Three shortcomings of the current Best Effort (BE) routing protocol, which is widely used on Internet currently, has been addressed in this chapter. First, the equal treatment of all traffic types can be considered a great deficiency in the BE protocol since applications sensitivities towards delay and packet loss are different [84]. This chapter proposes dealing in different ways with the different traffic types to offer an enhanced QoS. Secondly, the blind view of BE routing protocol to the type of traffic results in an unbalanced distribution of traffic over network links causing some links to become congested and others not and is a second drawback in the current Internet [85]. Weighted Dijktra Algorithm was deployed in this chapter to balance the load over the links, which in turn will decrease the amount of loss and thus enhance the QoS. Finally, another challenge was tackled through this chapter to provide an extra free space over the network's links to widen the scope of services being offered to the users, such as including broadcast multicasting, whilst maintaining the QoS within an acceptable range. A lot of Internet
providers have struggled to include TV broadcasting with their services, since most of these attempts failed to provide a known QoS [86]. Balancing loads over links will also help to increase link utilisation in the network. Finally, the propagation delays and traffic losses for traffics over the links were recorded to prove the feasibility of our new traffic management technique, represented by the proposed content oriented routing, for the future Internet. Loads over links were also monitored in this work to find out to what extent our load balancing technique helps to relieve network's congestions.

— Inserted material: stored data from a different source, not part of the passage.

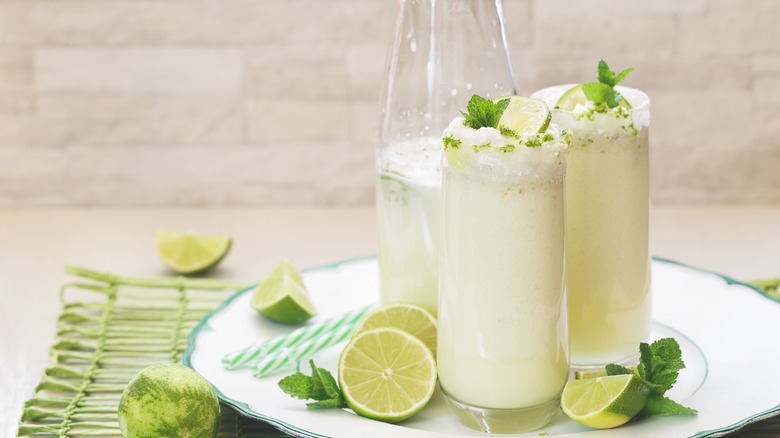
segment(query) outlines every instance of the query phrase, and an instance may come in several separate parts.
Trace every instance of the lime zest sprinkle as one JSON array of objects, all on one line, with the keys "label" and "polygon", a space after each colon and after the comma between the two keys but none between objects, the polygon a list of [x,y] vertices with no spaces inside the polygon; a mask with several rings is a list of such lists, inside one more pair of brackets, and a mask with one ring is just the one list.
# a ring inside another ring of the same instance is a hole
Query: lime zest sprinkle
[{"label": "lime zest sprinkle", "polygon": [[474,152],[479,152],[481,149],[490,148],[490,147],[492,147],[492,146],[490,146],[490,142],[487,142],[485,144],[480,144],[480,145],[476,145],[475,144],[474,145]]},{"label": "lime zest sprinkle", "polygon": [[441,140],[444,143],[445,151],[449,148],[458,149],[460,148],[460,145],[463,144],[463,142],[460,139],[453,137],[452,134],[442,138]]},{"label": "lime zest sprinkle", "polygon": [[520,139],[520,134],[517,133],[514,129],[509,129],[504,125],[501,125],[498,127],[498,130],[501,132],[501,135],[507,138],[514,138],[516,140]]}]

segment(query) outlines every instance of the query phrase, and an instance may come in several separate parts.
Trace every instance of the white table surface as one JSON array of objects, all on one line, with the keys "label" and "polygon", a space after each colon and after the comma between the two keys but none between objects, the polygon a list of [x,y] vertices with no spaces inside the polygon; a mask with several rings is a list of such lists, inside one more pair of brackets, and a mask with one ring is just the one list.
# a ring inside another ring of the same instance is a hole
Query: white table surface
[{"label": "white table surface", "polygon": [[[172,275],[155,228],[229,233],[213,276],[254,282],[284,257],[299,267],[376,252],[373,207],[0,210],[0,437],[48,364],[66,264],[133,276]],[[780,205],[654,205],[653,255],[736,279],[780,275]]]}]

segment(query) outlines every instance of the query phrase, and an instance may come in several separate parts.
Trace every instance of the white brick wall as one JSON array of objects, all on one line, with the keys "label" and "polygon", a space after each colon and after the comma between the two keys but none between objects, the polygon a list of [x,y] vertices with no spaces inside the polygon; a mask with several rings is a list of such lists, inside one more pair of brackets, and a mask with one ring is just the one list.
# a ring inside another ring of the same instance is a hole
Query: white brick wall
[{"label": "white brick wall", "polygon": [[[0,0],[0,207],[370,203],[397,0]],[[780,202],[780,1],[504,0],[519,92],[605,57],[655,202]]]}]

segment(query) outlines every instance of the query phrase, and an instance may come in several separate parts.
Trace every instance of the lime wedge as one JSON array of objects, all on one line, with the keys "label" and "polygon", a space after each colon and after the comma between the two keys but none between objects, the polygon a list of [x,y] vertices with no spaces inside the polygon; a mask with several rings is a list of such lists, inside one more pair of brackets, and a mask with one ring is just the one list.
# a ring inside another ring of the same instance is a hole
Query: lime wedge
[{"label": "lime wedge", "polygon": [[[569,88],[555,103],[555,106],[562,111],[572,111],[577,105],[585,105],[588,103],[588,98],[585,97],[585,92],[582,91],[582,84],[575,85]],[[620,106],[624,108],[631,108],[631,104],[628,103],[624,97],[620,101]]]},{"label": "lime wedge", "polygon": [[172,270],[195,274],[216,266],[230,250],[233,239],[223,234],[195,234],[155,230],[154,247]]},{"label": "lime wedge", "polygon": [[301,274],[290,260],[274,268],[252,296],[252,308],[271,320],[300,324],[317,314]]},{"label": "lime wedge", "polygon": [[509,106],[498,121],[499,126],[512,129],[520,135],[530,135],[547,131],[552,114],[547,104],[541,100],[523,96],[508,96],[493,99],[493,102],[509,99]]},{"label": "lime wedge", "polygon": [[436,318],[411,303],[390,303],[369,312],[360,320],[355,333],[380,327],[395,327],[423,341],[436,357]]},{"label": "lime wedge", "polygon": [[416,414],[436,388],[436,361],[416,337],[392,327],[355,335],[339,359],[344,400],[364,417],[395,423]]},{"label": "lime wedge", "polygon": [[633,374],[570,380],[563,388],[561,408],[582,425],[611,429],[639,413],[649,392]]}]

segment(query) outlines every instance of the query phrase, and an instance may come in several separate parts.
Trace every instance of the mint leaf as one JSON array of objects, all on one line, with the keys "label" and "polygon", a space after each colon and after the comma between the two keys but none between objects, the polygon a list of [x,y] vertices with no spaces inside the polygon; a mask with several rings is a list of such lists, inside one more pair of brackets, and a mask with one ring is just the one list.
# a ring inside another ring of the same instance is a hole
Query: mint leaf
[{"label": "mint leaf", "polygon": [[623,96],[617,90],[600,82],[582,84],[582,91],[588,100],[596,104],[596,107],[606,105],[608,108],[615,108],[623,100]]},{"label": "mint leaf", "polygon": [[314,409],[341,409],[344,406],[344,400],[339,397],[338,399],[332,398],[328,400],[320,400],[316,402],[306,403],[306,407]]},{"label": "mint leaf", "polygon": [[509,106],[509,99],[501,99],[496,103],[485,99],[477,94],[471,96],[466,110],[468,114],[461,111],[466,119],[464,125],[473,128],[498,128],[498,121]]},{"label": "mint leaf", "polygon": [[314,366],[314,361],[310,360],[312,380],[314,380],[314,390],[317,392],[319,398],[315,400],[329,400],[341,398],[341,390],[339,389],[336,379],[330,374],[330,371],[325,368],[317,368]]},{"label": "mint leaf", "polygon": [[309,361],[312,375],[295,373],[279,381],[279,388],[294,398],[315,400],[307,403],[311,408],[342,408],[346,406],[344,396],[336,379],[324,368],[317,368]]},{"label": "mint leaf", "polygon": [[280,380],[279,388],[285,394],[301,400],[307,400],[311,398],[310,395],[314,392],[314,382],[311,377],[305,374],[295,373]]},{"label": "mint leaf", "polygon": [[621,374],[634,374],[634,370],[632,370],[631,368],[626,368],[624,366],[616,365],[614,363],[607,365],[608,376],[618,376]]},{"label": "mint leaf", "polygon": [[650,382],[653,393],[663,395],[677,382],[679,371],[685,368],[680,345],[673,338],[659,339],[652,344],[639,344],[639,375]]},{"label": "mint leaf", "polygon": [[639,412],[639,418],[654,417],[657,415],[695,415],[696,409],[686,408],[676,401],[662,395],[651,395],[645,403],[645,407]]},{"label": "mint leaf", "polygon": [[615,72],[609,69],[606,61],[599,59],[597,70],[600,83],[607,85],[610,88],[615,86]]},{"label": "mint leaf", "polygon": [[[659,339],[652,344],[639,344],[639,365],[637,371],[642,382],[650,388],[645,406],[635,418],[656,415],[695,415],[695,409],[687,408],[674,400],[664,397],[664,393],[677,382],[679,371],[685,368],[680,344],[673,338]],[[630,374],[626,367],[609,364],[607,375]]]},{"label": "mint leaf", "polygon": [[619,84],[623,79],[625,79],[629,73],[634,71],[634,67],[628,67],[627,69],[621,71],[620,73],[615,74],[615,72],[609,68],[606,61],[604,61],[603,59],[599,59],[599,66],[597,70],[598,70],[599,82],[604,85],[608,85],[610,88],[613,88],[615,85]]},{"label": "mint leaf", "polygon": [[617,76],[615,77],[615,81],[612,83],[612,86],[614,87],[615,85],[617,85],[620,82],[622,82],[623,79],[625,79],[626,76],[628,76],[628,74],[631,73],[632,71],[634,71],[634,67],[629,67],[629,68],[621,71],[620,73],[618,73]]},{"label": "mint leaf", "polygon": [[597,108],[615,108],[620,105],[623,100],[623,96],[615,90],[615,85],[619,84],[623,79],[628,76],[629,73],[634,71],[633,67],[629,67],[618,74],[615,74],[606,61],[599,59],[598,65],[598,82],[591,82],[582,85],[582,91],[585,93],[585,97],[593,102]]}]

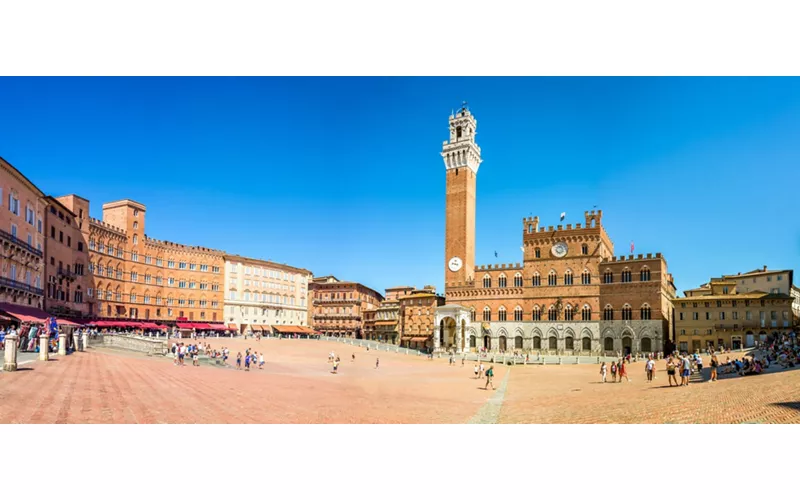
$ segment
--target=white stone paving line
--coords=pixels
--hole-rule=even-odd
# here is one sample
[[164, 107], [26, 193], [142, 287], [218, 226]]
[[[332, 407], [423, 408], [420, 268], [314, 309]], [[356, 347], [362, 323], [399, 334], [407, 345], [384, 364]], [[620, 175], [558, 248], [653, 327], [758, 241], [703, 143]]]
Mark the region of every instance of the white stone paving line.
[[[500, 408], [503, 406], [503, 399], [506, 396], [506, 387], [508, 386], [508, 378], [511, 375], [511, 367], [507, 367], [506, 374], [503, 381], [500, 382], [500, 387], [494, 391], [489, 400], [484, 403], [478, 413], [473, 416], [468, 424], [496, 424], [497, 419], [500, 418]], [[482, 380], [482, 379], [481, 379]], [[485, 384], [486, 382], [484, 382]]]

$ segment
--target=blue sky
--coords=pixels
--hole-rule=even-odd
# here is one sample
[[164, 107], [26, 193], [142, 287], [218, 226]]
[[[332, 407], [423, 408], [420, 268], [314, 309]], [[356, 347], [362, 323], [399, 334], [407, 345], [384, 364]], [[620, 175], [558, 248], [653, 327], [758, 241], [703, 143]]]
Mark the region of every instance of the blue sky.
[[441, 290], [462, 100], [478, 264], [520, 260], [523, 217], [596, 205], [616, 253], [662, 252], [681, 291], [800, 270], [798, 78], [0, 78], [0, 156], [95, 217], [144, 203], [151, 237]]

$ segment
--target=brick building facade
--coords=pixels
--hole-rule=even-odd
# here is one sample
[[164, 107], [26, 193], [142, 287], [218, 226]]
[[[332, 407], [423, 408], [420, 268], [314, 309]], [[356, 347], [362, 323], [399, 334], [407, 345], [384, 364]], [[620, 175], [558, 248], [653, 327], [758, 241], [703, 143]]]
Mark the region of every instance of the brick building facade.
[[450, 117], [446, 168], [445, 296], [434, 348], [565, 354], [653, 352], [670, 340], [675, 287], [660, 253], [614, 256], [602, 211], [583, 223], [523, 219], [523, 262], [474, 265], [477, 121]]
[[367, 286], [334, 276], [314, 278], [309, 290], [314, 330], [334, 337], [364, 338], [363, 311], [377, 309], [383, 300]]
[[44, 308], [58, 317], [90, 317], [97, 306], [94, 297], [88, 295], [93, 285], [87, 273], [89, 231], [83, 230], [82, 204], [77, 203], [76, 214], [57, 198], [48, 196], [46, 200], [49, 206], [45, 212]]
[[146, 207], [132, 200], [104, 204], [102, 220], [89, 216], [84, 198], [57, 200], [86, 238], [93, 316], [222, 323], [223, 252], [148, 237]]

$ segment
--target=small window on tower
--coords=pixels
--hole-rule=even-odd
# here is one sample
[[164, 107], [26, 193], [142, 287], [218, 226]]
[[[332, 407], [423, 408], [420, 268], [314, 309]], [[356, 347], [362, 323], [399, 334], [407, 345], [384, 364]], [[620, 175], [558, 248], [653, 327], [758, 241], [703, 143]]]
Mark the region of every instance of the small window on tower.
[[456, 139], [461, 139], [461, 127], [456, 127]]

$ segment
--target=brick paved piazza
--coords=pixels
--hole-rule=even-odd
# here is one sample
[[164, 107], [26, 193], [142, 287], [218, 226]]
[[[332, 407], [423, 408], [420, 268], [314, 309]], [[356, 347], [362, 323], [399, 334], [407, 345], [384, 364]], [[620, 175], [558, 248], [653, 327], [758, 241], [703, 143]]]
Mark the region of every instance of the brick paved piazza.
[[[175, 367], [92, 350], [0, 373], [0, 423], [742, 423], [800, 422], [800, 370], [668, 388], [602, 384], [595, 365], [497, 365], [486, 392], [472, 366], [324, 341], [212, 340], [267, 353], [264, 370]], [[330, 373], [327, 353], [342, 358]], [[351, 354], [356, 361], [350, 361]], [[663, 363], [659, 364], [659, 369]], [[488, 410], [487, 410], [488, 409]], [[499, 410], [499, 411], [498, 411]]]

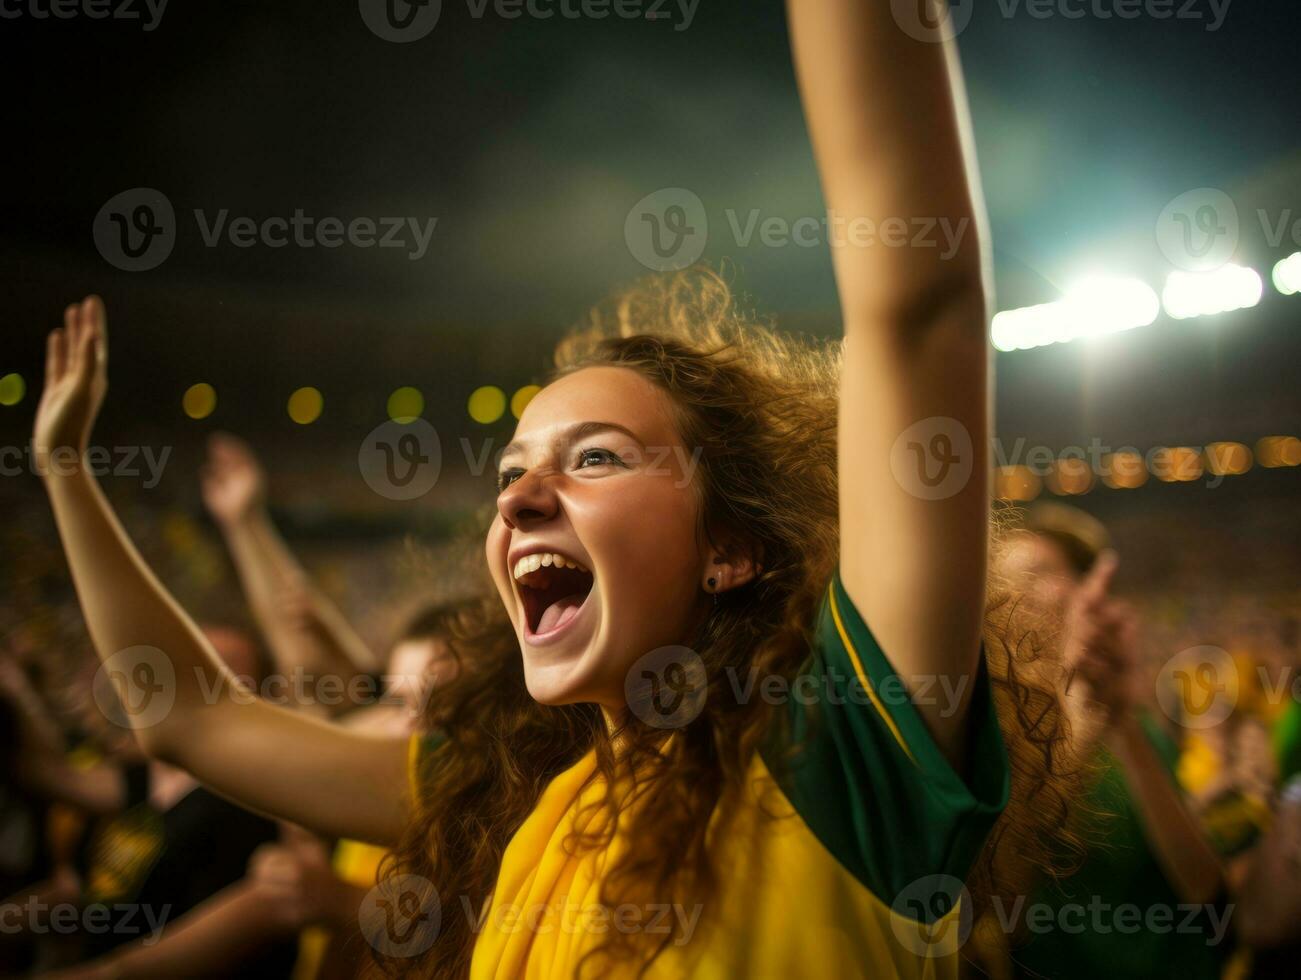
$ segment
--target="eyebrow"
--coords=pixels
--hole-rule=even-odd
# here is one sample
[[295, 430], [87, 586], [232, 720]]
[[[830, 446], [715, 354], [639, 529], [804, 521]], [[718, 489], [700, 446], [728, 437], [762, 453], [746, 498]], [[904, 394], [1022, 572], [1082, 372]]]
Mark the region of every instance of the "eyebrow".
[[[612, 431], [622, 432], [633, 442], [637, 443], [637, 445], [641, 446], [643, 449], [646, 448], [646, 444], [637, 438], [637, 434], [635, 432], [633, 432], [631, 429], [627, 428], [626, 426], [620, 425], [618, 422], [576, 422], [573, 425], [569, 426], [569, 428], [567, 428], [564, 431], [564, 434], [561, 437], [561, 441], [567, 443], [578, 442], [579, 440], [586, 439], [588, 436], [595, 435], [598, 432], [612, 432]], [[525, 448], [526, 448], [525, 444], [520, 440], [516, 439], [514, 442], [510, 443], [510, 445], [508, 445], [505, 449], [503, 449], [501, 454], [502, 457], [504, 458], [506, 456], [509, 456], [511, 453], [521, 452]]]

Section 5.1 introduces the idea of application based routing. Section 5.2 is concerned with network modelling and how the real national network had been implemented in the software. Furthermore, this section lists the types of applications used in our model and categorizes these applications into three main classes according to their QoS requirements. In Section 5.3 the network’s performance was analysed and the results were discussed. Finally the Section 5.4 concludes this chapter.
-What’s new: A routing protocol was suggested to maintain the different applications in
our flow model within pre-set QoS levels.